What will be the effects of Schiff's own history of lies? There are reports that he wants to run for the Senate after Dianne Feinstein enters into her own long overdue retirement in 2024. Perhaps he views his management of the impeachment affair as his audition for the Senate run to succeed her? Maybe he wants to run for president? Bill Clinton and Lyndon Johnson pulled it off, starting with a lot less.
One thing that seems certain is that however Schiff's life turns out, he won't follow the path that Profumo took. That is because Profumo chose a totally different life for himself, something inconceivable for Schiff: that of atonement. He took a job as a janitor in a soup kitchen. Eventually and in the course of time, showing the same abilities that had enabled him to rise high in Her Majesty's Government, he ended up running the place. After a number of years doing that, he became its chief fundraiser. In 1975, he received a knighthood from Queen Elizabeth for his prodigious work in raising money for charities. He did all this work as a volunteer, since he was able to subsist off inherited wealth. One could say John Profumo found redemption and atonement.
Schiff, in contrast, will suffer the same fate liars usually do: his life will end in bitterness and perhaps insanity. That's because it is difficult to be a successful liar; only geniuses can pull it off.
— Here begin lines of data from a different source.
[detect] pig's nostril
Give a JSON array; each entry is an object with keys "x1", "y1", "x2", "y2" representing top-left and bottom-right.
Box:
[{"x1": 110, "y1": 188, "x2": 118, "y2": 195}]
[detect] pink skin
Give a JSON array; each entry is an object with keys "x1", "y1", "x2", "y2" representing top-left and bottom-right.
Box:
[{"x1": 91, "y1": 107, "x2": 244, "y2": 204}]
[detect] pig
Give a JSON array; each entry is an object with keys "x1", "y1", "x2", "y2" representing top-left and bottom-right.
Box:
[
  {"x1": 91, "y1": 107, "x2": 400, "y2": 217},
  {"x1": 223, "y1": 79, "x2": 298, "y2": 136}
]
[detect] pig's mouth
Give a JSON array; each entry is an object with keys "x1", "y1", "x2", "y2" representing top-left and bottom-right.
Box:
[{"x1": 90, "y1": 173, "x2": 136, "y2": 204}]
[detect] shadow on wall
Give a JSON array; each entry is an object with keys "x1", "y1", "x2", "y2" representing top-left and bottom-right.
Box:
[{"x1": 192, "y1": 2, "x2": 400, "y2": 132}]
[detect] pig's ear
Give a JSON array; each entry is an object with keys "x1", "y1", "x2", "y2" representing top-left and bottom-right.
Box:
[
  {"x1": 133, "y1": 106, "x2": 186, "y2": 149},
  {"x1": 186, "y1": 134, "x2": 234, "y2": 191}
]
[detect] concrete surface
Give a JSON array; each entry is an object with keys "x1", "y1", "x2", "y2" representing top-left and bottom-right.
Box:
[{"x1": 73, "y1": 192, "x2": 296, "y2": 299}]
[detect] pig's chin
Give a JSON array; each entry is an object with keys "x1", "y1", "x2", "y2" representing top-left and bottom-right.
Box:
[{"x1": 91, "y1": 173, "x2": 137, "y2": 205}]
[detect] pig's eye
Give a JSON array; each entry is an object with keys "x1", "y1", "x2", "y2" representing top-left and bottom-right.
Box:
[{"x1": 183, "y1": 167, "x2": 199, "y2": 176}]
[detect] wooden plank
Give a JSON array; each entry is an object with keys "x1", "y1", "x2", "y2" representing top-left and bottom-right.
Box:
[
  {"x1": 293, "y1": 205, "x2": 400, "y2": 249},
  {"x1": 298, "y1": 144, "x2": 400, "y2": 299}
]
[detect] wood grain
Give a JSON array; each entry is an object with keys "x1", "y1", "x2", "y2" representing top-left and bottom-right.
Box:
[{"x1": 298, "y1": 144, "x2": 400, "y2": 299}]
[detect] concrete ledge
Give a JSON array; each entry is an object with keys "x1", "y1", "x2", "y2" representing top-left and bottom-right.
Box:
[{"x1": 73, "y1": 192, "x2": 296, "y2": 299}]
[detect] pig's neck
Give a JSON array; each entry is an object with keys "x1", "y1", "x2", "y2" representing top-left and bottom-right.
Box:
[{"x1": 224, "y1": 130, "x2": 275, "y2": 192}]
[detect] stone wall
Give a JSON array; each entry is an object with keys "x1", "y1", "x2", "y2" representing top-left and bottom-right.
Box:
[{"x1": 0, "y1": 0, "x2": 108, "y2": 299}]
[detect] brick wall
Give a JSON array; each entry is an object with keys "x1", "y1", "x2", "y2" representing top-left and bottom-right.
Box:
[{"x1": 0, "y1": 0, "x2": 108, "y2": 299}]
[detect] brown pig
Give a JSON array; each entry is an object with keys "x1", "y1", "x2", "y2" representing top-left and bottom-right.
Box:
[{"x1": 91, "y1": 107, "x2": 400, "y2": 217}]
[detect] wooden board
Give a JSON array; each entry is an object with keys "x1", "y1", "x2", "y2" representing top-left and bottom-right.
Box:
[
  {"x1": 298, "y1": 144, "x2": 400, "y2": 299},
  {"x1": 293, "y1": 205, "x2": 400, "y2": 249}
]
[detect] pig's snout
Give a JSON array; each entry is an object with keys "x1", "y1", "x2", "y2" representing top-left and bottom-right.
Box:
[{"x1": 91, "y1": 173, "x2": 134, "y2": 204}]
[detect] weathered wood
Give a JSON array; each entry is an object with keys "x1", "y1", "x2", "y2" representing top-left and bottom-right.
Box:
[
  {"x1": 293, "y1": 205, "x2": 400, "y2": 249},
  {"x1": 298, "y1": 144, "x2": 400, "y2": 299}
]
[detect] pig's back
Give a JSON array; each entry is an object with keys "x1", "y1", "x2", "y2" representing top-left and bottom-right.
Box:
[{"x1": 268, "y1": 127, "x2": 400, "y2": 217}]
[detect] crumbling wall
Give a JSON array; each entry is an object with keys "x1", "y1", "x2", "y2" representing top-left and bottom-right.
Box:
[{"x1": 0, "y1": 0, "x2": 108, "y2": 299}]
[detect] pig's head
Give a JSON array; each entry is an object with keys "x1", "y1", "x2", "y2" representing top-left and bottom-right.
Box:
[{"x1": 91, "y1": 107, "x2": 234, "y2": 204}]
How difficult it is to be a successful liar! The liar, to be successful, has to keep straight in his own mind all the variations and permutations of every lie he ever told. He can't remember all the versions he told, and eventually, he can't tell the differences anymore. This road leads to unreality and surreality, and eventually insanity. By contrast, the truth-teller has to keep only one version straight in his own mind: the truthful one. It makes for an easier life.
However Adam Schiff's political ambitions turn out, a liar's fate is the one he has chosen for himself.
The author is an Iowa truck driver known to some AT readers as Kzintosh.